ケータイやPHSなどのコンテンツの安全性を審査するために設立された団体が、SNSなどの分野で「健全」なサイトを認定するための基準を発表した。「裏サイト」や「出会いサイト」対策のために携帯電話各社がフィルタリング(アクセス制限サービス)などの対策を進めるが、現状の制度ではSNSまで見られなくなってしまうため、業界からは対策を望む声があがっていた。どのようなサイトが、フィルタリングから逃れることができるのか、実際のところ未だにはっきりしていない。
「モバゲータウン」や「魔法のiらんど」にアクセスできない
「モバゲー」は「セーフ」になるのか
モバイルコンテンツ審査・運用監視機構(EMA)は2008年6月30日、SNSなどの「コミュニティーサイト」が適切に運用されているかどうか認定するための基準を発表した。

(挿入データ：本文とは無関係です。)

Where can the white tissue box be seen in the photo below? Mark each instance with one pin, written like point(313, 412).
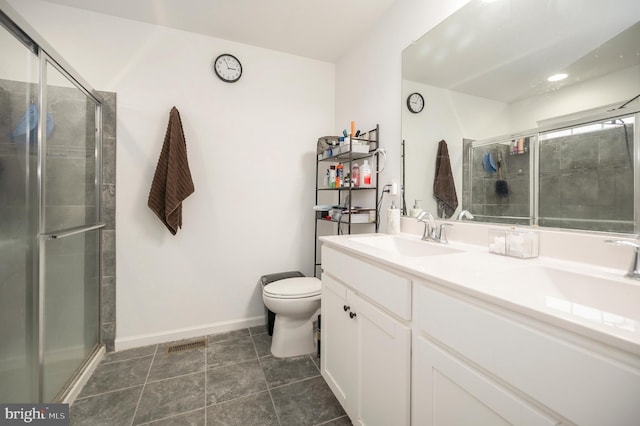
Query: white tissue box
point(520, 243)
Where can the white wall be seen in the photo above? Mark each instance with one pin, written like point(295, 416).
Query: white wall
point(614, 88)
point(447, 115)
point(251, 148)
point(369, 78)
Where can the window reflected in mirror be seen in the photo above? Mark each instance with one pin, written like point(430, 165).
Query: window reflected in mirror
point(583, 177)
point(586, 176)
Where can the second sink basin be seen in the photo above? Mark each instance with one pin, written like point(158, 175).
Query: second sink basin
point(404, 246)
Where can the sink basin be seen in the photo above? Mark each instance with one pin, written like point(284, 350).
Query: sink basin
point(599, 299)
point(403, 246)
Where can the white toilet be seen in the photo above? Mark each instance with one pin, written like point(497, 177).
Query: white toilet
point(296, 303)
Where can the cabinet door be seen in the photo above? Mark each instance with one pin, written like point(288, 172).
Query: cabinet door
point(338, 357)
point(384, 366)
point(447, 391)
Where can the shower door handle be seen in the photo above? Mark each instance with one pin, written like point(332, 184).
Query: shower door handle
point(71, 231)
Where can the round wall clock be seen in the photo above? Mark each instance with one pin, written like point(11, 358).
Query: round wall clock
point(415, 102)
point(228, 68)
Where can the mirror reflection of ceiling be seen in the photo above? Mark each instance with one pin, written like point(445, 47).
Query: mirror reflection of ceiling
point(604, 38)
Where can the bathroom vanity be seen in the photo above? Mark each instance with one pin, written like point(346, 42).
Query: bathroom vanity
point(426, 334)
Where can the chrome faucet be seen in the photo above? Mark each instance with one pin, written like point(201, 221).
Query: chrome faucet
point(429, 232)
point(464, 214)
point(634, 268)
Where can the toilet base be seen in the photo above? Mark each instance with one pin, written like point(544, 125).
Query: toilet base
point(293, 337)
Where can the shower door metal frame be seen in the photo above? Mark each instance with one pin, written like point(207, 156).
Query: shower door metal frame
point(45, 59)
point(23, 31)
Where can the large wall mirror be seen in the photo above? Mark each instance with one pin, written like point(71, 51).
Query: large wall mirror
point(526, 149)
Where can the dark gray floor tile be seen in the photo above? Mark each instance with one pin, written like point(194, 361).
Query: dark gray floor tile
point(171, 397)
point(129, 354)
point(229, 335)
point(342, 421)
point(258, 329)
point(263, 344)
point(192, 418)
point(117, 375)
point(108, 409)
point(230, 352)
point(167, 365)
point(234, 381)
point(308, 402)
point(282, 371)
point(256, 410)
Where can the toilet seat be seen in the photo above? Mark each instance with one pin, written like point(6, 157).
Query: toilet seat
point(294, 288)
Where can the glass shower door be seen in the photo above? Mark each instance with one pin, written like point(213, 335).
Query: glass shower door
point(18, 219)
point(70, 247)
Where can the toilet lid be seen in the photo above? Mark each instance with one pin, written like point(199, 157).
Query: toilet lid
point(291, 288)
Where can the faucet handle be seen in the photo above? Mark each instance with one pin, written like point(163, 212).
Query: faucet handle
point(442, 236)
point(634, 267)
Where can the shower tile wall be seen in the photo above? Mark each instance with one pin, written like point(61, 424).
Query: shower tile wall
point(108, 273)
point(588, 177)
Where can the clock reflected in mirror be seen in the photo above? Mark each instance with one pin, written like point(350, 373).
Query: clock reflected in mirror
point(415, 102)
point(228, 68)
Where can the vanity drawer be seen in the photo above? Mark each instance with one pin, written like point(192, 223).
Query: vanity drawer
point(389, 290)
point(575, 382)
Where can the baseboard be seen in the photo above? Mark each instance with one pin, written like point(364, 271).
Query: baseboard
point(186, 333)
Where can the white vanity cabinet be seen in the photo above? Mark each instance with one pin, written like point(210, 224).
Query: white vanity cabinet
point(415, 344)
point(474, 363)
point(366, 351)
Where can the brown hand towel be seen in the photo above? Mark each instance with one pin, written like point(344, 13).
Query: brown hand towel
point(172, 181)
point(444, 188)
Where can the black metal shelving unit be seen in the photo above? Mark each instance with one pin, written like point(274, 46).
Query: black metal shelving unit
point(344, 196)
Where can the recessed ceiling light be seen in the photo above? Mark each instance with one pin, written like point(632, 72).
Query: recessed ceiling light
point(557, 77)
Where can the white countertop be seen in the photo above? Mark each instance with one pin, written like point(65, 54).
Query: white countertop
point(595, 302)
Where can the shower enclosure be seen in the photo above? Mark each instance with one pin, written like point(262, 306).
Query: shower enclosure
point(50, 180)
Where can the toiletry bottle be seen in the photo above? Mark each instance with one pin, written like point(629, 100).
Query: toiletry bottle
point(355, 175)
point(393, 219)
point(365, 173)
point(332, 176)
point(415, 210)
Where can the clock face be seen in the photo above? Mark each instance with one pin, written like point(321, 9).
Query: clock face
point(415, 103)
point(228, 68)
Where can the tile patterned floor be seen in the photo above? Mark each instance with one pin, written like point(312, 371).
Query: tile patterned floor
point(233, 381)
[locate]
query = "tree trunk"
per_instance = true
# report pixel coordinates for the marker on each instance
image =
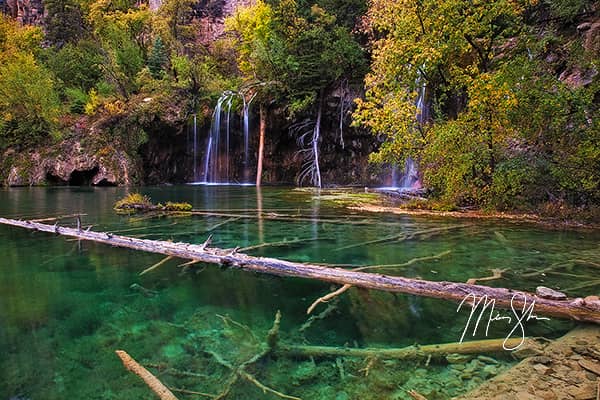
(261, 143)
(578, 309)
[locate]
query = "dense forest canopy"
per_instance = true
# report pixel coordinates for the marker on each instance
(511, 86)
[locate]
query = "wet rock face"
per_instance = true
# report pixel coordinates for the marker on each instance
(71, 164)
(211, 16)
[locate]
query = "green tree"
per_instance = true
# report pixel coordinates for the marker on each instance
(29, 104)
(158, 58)
(64, 21)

この基準が発表された背景には、フィルタリングサービスの導入をめぐる混乱がある。従来、ケータイ各社はフィルタリングサービスの導入に消極的だったが、総務省の要請を受け、これを一転。08年1月から2月にかけて、サービス加入対象を「希望者」から「未成年の契約者は原則加入」に改めた。同サービスに加入すると、出会い系サイトなどの他に、掲示板に書き込みができる「コミュニケーション」と呼ばれるカテゴリーのサイトにアクセスできなくなるが、大手SNS「モバゲータウン」や、ケータイ小説が多数生まれた「魔法のiらんど」まで同カテゴリーに含まれ、アクセス出来なくなってしまう状態が続いている。
例えば「モバゲー」は400人以上の監視体制を敷くなど、有害コンテンツを排除する取り組みを進めているが、「コミュニケーション」という分類で十把一絡げにアクセスが禁止される現状に対して、コンテンツ業界からは不満の声が上がっていた。それ以外にも、自治体が民間のブログサービスなどを利用して災害掲示板を設置した場合も、「コミュニケーション」に分類され、アクセスできなくなるという問題が発生していた。
そこで、「健全」なサイトを認定するための機関として、08年4月に前出のEMAが第三者機関として設立され、認定されたサイトは、フィルタリングが適用された際でも、アクセスが可能になる方向で調整が進んでいる。